Linebrink-Allison was diving deeper and deeper into the recovery field when her father died of suicide in 2012. The loss created another pivot in her career trajectory. She became driven to ensure that more people understand how to prevent suicide and recognize the signs and symptoms. “I don’t want anyone to feel the pain I did, not knowing how to help someone and not knowing the questions I should have asked when he was struggling.” This prompted Linebrink-Allison to expand her focus from talking about mental health in relation to substance use to mental health, generally, helping people identify warning signs in the lives of those they care about. “Together, we can make a difference by having a conversation and letting people know they aren’t alone. It’s also about a commitment to help.” 

Change isn’t easy, but Linebrink-Allison says it’s been entirely worth it. For her, it wasn’t as simple as just deciding to stop using drugs and alcohol.
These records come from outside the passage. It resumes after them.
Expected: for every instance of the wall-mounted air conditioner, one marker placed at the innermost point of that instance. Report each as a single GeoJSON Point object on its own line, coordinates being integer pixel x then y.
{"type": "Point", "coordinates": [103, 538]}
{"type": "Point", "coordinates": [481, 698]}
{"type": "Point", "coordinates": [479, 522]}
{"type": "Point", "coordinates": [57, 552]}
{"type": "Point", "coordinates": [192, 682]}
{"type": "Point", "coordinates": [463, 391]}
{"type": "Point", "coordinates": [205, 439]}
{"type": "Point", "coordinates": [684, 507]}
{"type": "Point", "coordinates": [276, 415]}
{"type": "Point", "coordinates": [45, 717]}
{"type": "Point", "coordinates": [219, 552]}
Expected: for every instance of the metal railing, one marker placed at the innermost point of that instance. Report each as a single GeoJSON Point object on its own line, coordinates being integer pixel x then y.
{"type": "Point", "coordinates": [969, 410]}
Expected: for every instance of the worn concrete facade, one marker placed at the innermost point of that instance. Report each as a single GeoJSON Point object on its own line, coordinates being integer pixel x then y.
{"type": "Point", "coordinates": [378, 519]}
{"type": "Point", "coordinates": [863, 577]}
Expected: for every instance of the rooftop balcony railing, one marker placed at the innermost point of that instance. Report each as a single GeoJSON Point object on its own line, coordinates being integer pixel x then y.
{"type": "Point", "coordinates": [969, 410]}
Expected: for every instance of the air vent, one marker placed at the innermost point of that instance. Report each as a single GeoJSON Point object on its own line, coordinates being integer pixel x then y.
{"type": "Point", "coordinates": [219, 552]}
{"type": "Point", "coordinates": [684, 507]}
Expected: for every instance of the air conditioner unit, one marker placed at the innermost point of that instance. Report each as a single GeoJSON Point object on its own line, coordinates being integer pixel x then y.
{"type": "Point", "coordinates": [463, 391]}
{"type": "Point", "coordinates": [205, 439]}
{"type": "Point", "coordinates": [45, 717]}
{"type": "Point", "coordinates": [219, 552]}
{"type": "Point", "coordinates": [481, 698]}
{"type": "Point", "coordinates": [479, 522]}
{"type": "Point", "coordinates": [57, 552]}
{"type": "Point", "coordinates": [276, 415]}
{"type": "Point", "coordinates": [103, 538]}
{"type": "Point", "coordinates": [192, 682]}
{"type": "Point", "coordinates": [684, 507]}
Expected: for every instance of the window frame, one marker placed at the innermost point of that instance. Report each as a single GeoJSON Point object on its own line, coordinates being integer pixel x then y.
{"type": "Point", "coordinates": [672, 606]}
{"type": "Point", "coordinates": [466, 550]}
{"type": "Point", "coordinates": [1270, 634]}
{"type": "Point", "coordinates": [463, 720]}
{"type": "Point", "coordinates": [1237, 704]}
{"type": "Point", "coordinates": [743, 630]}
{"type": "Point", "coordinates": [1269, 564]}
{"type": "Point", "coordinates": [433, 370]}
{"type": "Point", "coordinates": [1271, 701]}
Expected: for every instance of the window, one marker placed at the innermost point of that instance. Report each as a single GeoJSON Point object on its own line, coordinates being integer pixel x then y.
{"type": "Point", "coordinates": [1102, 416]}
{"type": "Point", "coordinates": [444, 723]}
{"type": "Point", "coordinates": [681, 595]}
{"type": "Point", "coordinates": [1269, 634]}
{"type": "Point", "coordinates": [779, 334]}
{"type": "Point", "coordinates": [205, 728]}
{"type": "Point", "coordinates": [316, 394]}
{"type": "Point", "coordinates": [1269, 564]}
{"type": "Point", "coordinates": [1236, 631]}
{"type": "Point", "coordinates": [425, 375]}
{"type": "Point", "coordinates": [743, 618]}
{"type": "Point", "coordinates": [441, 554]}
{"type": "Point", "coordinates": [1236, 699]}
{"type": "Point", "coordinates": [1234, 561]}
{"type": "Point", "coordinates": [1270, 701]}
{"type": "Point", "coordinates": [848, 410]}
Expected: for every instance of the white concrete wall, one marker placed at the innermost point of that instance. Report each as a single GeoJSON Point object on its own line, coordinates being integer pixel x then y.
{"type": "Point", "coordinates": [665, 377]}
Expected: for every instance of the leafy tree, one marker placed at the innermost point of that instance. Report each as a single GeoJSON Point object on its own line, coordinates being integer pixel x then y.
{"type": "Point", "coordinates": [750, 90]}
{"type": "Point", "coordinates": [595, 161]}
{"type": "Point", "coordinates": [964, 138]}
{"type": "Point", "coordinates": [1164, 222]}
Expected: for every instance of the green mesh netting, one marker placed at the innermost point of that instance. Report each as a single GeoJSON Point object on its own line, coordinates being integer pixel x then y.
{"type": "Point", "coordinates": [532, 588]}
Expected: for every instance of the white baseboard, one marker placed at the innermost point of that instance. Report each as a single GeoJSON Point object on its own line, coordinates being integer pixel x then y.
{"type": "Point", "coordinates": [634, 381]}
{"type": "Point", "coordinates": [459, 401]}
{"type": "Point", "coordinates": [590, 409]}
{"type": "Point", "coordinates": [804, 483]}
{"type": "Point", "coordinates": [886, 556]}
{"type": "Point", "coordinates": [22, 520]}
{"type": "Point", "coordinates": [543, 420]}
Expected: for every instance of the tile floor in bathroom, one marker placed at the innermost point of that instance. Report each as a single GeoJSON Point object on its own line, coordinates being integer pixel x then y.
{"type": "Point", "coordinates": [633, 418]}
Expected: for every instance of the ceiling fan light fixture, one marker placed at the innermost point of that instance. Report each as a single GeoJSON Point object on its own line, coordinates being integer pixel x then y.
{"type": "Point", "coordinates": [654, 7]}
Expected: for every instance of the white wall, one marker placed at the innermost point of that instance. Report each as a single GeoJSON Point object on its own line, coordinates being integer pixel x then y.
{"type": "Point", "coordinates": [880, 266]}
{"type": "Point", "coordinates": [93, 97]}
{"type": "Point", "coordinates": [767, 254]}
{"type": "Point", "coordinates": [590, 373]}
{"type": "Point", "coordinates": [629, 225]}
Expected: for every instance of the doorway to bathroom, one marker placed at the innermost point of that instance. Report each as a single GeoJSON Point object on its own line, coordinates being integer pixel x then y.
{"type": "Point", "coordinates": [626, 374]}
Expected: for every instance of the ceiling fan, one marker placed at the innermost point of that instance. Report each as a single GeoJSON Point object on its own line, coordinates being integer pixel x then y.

Finding her husband in the front yard was the final impetus, but she’d tried to quit before. “I always went back to my comfort zone, and so did my husband. But in 2004, it was the first time we did it for us and not for somebody else.” After distancing herself for a time, she was able to reengage with family and friends. Linebrink-Allison’s mother decided not to drink or use drugs in front of her daughter anymore, and her father, before he died, was thankful that she’d “finally gotten there.” “I began incorporating suicide prevention in my messaging. Beforehand, I was focused on helping people manage their mental health without the use of drugs and alcohol, but my father’s death created a full picture for me. If you don’t support your mental health in a way that feels like you can live day by day, you will contemplate suicide.” 

Why Non-judgmental Conversation Matters

As Linebrink-Allison navigated her career, she became increasingly aware of the need for comprehensive crisis services, particularly the need for a call center in New Mexico. The New Mexico Crisis and Access Line helps people know they aren’t alone, but it’s also inclusive and not marketed as a suicide hotline, which has been “a beacon of light.” “When I was struggling, a designated suicide line didn’t feel like an access point. While I’d thought about suicide a couple of times, I really needed free access to mental health services because I didn’t have insurance.” In her darkest moments, turning to family and friends wasn’t an option. Linebrink-Allison’s mother and friends would suggest she forget her worries and imbibe with them. Her father was judgmental and frustrated by her life choices. While often surrounded by people, Linebrink-Allison felt alone. She says a behavioral health crisis line is what people need now and was what she needed back then—a number she could call and figure out next steps. “I needed to speak to someone who felt safe and who didn’t know me.”